In case anyone missed the reference, which one commentator said was not a dog whistle but an entire dog orchestra, the BJP’s Amit Malviya put together a video:
The suggestion from Modi here is that anyone at all who looks Muslim – in this case wearing easy-to-spot topis – is a potential threat and likely to be violent in their response to the Act, regardless of whether they are Indian citizens or not.
The comment, a relatively rare, openly communal remark from Modi who prefers to leave such rhetoric to BJP President Amit Shah, corroborates the very fear that the protesters have about the Citizenship Act: That it will be used to harass and demonise anyone who is Muslim, regardless of their nationality.
Indeed, Modi would never make such a remark about violent protesters from other communities – such as those involved in Jat or Maratha agitations.
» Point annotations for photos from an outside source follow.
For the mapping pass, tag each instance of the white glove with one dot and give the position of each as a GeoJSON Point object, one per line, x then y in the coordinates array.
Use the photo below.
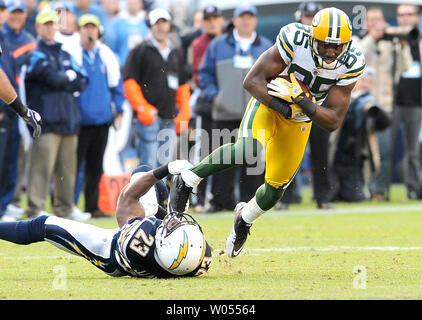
{"type": "Point", "coordinates": [71, 75]}
{"type": "Point", "coordinates": [177, 166]}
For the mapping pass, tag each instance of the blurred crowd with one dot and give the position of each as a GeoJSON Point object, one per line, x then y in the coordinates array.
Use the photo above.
{"type": "Point", "coordinates": [84, 64]}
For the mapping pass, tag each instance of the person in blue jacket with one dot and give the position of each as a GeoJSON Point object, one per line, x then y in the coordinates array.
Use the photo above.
{"type": "Point", "coordinates": [10, 105]}
{"type": "Point", "coordinates": [100, 105]}
{"type": "Point", "coordinates": [53, 80]}
{"type": "Point", "coordinates": [225, 64]}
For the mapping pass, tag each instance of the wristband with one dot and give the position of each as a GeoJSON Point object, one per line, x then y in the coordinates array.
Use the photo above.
{"type": "Point", "coordinates": [19, 107]}
{"type": "Point", "coordinates": [308, 107]}
{"type": "Point", "coordinates": [161, 172]}
{"type": "Point", "coordinates": [281, 107]}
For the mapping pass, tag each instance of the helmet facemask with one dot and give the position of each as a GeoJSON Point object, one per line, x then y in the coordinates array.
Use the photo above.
{"type": "Point", "coordinates": [180, 243]}
{"type": "Point", "coordinates": [320, 59]}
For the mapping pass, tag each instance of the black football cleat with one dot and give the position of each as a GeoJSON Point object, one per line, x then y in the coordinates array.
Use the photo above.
{"type": "Point", "coordinates": [179, 195]}
{"type": "Point", "coordinates": [237, 238]}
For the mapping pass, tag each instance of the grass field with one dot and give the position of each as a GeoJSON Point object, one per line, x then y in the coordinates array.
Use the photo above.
{"type": "Point", "coordinates": [301, 253]}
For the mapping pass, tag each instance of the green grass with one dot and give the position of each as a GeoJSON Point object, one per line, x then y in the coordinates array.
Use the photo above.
{"type": "Point", "coordinates": [301, 253]}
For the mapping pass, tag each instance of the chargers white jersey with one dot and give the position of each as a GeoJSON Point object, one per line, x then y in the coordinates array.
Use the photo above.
{"type": "Point", "coordinates": [294, 47]}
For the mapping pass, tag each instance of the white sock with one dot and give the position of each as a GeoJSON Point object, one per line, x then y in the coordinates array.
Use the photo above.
{"type": "Point", "coordinates": [190, 178]}
{"type": "Point", "coordinates": [251, 211]}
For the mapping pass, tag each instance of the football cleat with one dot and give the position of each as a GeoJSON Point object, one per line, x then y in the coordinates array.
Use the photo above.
{"type": "Point", "coordinates": [237, 238]}
{"type": "Point", "coordinates": [179, 195]}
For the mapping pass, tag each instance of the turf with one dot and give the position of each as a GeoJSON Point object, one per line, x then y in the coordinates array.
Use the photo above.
{"type": "Point", "coordinates": [301, 253]}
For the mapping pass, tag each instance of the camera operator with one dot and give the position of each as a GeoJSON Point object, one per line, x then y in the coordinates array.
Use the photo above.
{"type": "Point", "coordinates": [357, 155]}
{"type": "Point", "coordinates": [408, 100]}
{"type": "Point", "coordinates": [389, 57]}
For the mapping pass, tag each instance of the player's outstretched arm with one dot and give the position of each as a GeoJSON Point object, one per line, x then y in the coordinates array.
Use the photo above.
{"type": "Point", "coordinates": [128, 205]}
{"type": "Point", "coordinates": [268, 66]}
{"type": "Point", "coordinates": [9, 96]}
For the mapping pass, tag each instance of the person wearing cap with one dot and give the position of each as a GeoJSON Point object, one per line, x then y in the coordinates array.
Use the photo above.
{"type": "Point", "coordinates": [10, 105]}
{"type": "Point", "coordinates": [130, 29]}
{"type": "Point", "coordinates": [21, 44]}
{"type": "Point", "coordinates": [213, 22]}
{"type": "Point", "coordinates": [20, 41]}
{"type": "Point", "coordinates": [32, 11]}
{"type": "Point", "coordinates": [156, 86]}
{"type": "Point", "coordinates": [227, 60]}
{"type": "Point", "coordinates": [52, 81]}
{"type": "Point", "coordinates": [363, 122]}
{"type": "Point", "coordinates": [67, 33]}
{"type": "Point", "coordinates": [100, 105]}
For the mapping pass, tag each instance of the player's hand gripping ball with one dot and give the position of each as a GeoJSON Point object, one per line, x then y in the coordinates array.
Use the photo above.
{"type": "Point", "coordinates": [288, 88]}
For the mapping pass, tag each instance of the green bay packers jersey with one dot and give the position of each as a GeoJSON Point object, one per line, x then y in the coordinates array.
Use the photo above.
{"type": "Point", "coordinates": [294, 47]}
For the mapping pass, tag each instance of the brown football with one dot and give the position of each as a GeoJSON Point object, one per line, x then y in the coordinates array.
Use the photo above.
{"type": "Point", "coordinates": [302, 85]}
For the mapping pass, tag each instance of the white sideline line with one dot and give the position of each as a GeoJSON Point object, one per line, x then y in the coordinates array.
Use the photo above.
{"type": "Point", "coordinates": [38, 257]}
{"type": "Point", "coordinates": [352, 210]}
{"type": "Point", "coordinates": [333, 248]}
{"type": "Point", "coordinates": [260, 250]}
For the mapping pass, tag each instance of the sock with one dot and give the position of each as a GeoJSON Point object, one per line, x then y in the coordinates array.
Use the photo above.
{"type": "Point", "coordinates": [23, 232]}
{"type": "Point", "coordinates": [251, 211]}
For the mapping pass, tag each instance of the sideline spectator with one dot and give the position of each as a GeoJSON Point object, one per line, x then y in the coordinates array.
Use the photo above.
{"type": "Point", "coordinates": [67, 33]}
{"type": "Point", "coordinates": [99, 104]}
{"type": "Point", "coordinates": [8, 95]}
{"type": "Point", "coordinates": [20, 43]}
{"type": "Point", "coordinates": [213, 23]}
{"type": "Point", "coordinates": [82, 7]}
{"type": "Point", "coordinates": [156, 86]}
{"type": "Point", "coordinates": [112, 9]}
{"type": "Point", "coordinates": [53, 78]}
{"type": "Point", "coordinates": [227, 60]}
{"type": "Point", "coordinates": [130, 29]}
{"type": "Point", "coordinates": [408, 109]}
{"type": "Point", "coordinates": [357, 143]}
{"type": "Point", "coordinates": [389, 58]}
{"type": "Point", "coordinates": [32, 11]}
Or even bring up the fact that at least some of the violence perpetrated over the last few days has come from men in uniform, particularly police personnel at Aligarh Muslim University and Delhi’s Jamia Milia Islamia.
The BJP has actually been desperate to communalise the protests against the Citizenship Act, though the first sustained opposition actually came from the North East, where the anger is aimed at outsiders to the region regardless of religion.
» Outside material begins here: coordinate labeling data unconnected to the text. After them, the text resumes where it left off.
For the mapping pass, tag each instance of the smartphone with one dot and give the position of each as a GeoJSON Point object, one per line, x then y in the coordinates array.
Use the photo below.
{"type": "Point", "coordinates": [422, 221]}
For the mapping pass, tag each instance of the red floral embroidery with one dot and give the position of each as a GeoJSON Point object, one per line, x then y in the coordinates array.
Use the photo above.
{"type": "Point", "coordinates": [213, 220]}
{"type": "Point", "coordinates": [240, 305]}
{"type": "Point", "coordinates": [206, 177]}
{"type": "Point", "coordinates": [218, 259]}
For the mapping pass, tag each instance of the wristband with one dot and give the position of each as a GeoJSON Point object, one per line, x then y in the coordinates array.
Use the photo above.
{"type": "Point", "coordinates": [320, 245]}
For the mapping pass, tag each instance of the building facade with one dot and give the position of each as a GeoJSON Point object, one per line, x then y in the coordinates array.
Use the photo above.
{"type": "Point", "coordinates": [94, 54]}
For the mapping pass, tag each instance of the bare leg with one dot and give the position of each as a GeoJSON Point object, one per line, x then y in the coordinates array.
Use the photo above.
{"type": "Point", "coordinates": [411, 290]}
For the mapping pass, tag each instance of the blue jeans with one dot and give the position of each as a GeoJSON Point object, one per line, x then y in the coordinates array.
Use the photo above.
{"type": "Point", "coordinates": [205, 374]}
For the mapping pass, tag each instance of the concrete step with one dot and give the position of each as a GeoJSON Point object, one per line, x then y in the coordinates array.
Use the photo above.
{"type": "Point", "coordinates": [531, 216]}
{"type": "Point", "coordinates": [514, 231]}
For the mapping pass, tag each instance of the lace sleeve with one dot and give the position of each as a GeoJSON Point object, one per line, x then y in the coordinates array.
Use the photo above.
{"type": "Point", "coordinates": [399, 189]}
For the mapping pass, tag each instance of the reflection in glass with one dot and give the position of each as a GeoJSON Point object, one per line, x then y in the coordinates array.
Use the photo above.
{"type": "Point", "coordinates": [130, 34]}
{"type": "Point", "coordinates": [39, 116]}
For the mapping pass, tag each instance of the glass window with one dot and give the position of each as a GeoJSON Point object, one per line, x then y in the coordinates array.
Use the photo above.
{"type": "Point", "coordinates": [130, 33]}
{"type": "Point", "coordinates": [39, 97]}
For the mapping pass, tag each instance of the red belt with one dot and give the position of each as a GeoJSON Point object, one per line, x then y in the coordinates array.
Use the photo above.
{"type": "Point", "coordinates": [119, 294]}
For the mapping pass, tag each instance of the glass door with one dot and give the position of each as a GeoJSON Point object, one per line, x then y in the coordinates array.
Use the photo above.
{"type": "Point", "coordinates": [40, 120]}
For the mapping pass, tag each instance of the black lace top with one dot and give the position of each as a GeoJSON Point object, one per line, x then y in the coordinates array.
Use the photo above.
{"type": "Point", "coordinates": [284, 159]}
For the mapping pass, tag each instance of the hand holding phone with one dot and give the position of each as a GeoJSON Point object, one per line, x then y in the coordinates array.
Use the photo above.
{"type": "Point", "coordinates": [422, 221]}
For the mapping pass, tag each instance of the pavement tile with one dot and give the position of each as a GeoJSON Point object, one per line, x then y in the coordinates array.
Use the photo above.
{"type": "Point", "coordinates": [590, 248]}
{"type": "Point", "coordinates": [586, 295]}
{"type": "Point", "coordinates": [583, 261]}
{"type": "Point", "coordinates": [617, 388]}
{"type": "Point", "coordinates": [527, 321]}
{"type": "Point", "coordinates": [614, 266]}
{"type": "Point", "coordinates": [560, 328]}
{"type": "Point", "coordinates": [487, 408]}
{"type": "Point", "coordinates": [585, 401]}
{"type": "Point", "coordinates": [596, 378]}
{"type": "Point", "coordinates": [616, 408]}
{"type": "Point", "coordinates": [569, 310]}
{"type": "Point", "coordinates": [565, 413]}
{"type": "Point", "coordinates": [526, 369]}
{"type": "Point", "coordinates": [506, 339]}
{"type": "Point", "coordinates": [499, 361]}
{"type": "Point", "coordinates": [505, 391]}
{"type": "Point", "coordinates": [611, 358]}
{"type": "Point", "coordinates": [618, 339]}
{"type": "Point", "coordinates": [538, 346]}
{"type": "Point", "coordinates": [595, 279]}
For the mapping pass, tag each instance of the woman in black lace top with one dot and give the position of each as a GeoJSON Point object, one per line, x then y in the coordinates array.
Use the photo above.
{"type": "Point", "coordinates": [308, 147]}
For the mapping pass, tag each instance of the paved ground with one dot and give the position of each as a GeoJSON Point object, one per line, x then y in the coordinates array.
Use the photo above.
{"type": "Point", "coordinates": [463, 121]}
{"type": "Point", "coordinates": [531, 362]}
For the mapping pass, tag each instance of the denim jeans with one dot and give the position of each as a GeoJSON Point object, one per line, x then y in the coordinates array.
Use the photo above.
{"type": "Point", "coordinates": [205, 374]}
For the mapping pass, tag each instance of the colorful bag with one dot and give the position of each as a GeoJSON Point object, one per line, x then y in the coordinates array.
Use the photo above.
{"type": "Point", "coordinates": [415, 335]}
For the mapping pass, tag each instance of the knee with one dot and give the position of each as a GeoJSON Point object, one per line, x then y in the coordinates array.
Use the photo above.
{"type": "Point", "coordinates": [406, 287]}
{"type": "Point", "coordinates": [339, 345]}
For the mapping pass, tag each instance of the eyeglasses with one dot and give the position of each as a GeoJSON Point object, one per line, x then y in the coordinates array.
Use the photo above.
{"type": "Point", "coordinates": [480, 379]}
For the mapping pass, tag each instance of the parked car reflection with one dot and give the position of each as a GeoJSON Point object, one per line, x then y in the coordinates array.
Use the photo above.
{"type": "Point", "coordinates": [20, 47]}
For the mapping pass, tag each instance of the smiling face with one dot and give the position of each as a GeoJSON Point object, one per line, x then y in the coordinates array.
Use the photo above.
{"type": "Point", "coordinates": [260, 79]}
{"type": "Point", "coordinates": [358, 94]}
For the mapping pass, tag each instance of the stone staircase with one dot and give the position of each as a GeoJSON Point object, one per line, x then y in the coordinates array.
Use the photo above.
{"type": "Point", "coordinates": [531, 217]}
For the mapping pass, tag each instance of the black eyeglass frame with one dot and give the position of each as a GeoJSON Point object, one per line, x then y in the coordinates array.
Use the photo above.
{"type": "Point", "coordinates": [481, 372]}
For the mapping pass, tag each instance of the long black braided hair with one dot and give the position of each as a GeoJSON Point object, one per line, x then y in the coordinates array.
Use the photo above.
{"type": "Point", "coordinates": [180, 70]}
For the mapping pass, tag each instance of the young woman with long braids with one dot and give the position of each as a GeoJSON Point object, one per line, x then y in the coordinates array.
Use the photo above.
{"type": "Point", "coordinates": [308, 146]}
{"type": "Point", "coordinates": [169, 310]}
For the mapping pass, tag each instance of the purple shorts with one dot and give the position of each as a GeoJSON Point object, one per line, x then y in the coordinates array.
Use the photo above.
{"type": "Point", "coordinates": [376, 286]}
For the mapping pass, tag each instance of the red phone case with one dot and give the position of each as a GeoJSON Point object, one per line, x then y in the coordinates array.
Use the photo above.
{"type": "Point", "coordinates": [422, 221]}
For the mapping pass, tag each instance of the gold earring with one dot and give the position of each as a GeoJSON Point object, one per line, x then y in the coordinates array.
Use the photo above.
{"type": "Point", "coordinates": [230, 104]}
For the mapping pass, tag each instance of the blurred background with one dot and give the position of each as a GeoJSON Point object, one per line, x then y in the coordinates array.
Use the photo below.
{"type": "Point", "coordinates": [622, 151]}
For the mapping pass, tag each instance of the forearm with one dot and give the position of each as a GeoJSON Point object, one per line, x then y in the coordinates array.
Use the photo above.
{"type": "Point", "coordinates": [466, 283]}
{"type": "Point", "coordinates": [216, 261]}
Shah also tried to address the protesters on Monday, saying that the Act “is not to take away citizenship of any Indian.”
In doing so, Shah has to go against his own rhetoric in which he makes it clear that current Indian citizens will be affected by the Citizenship Act and the all-India National Register of Citizens, unless they are “mool niwasi” or original inhabitants.
In other words, if they do not fit the BJP and its parent organisation, the Rashtriya Swayamsevak Sangh’s idea of who belongs in India, they do have to worry. Shah’s arguments for the amendments were built on the same fallacy, the idea that the Indian state is a natural home for all Hindus but not for Muslims.
In reality, India – on paper at least – is a country that is the natural home of anyone willing to abide by the principles laid down in the Constitution, which includes not discriminating on the basis of religion. Modi and Shah’s attempts at damage control do not fool anyone.
No matter what happens next, it should be clear to all that there is a significant Indian population that is unwilling to bow down to the communally divisive rhetoric and worldview promoted by the RSS and the BJP.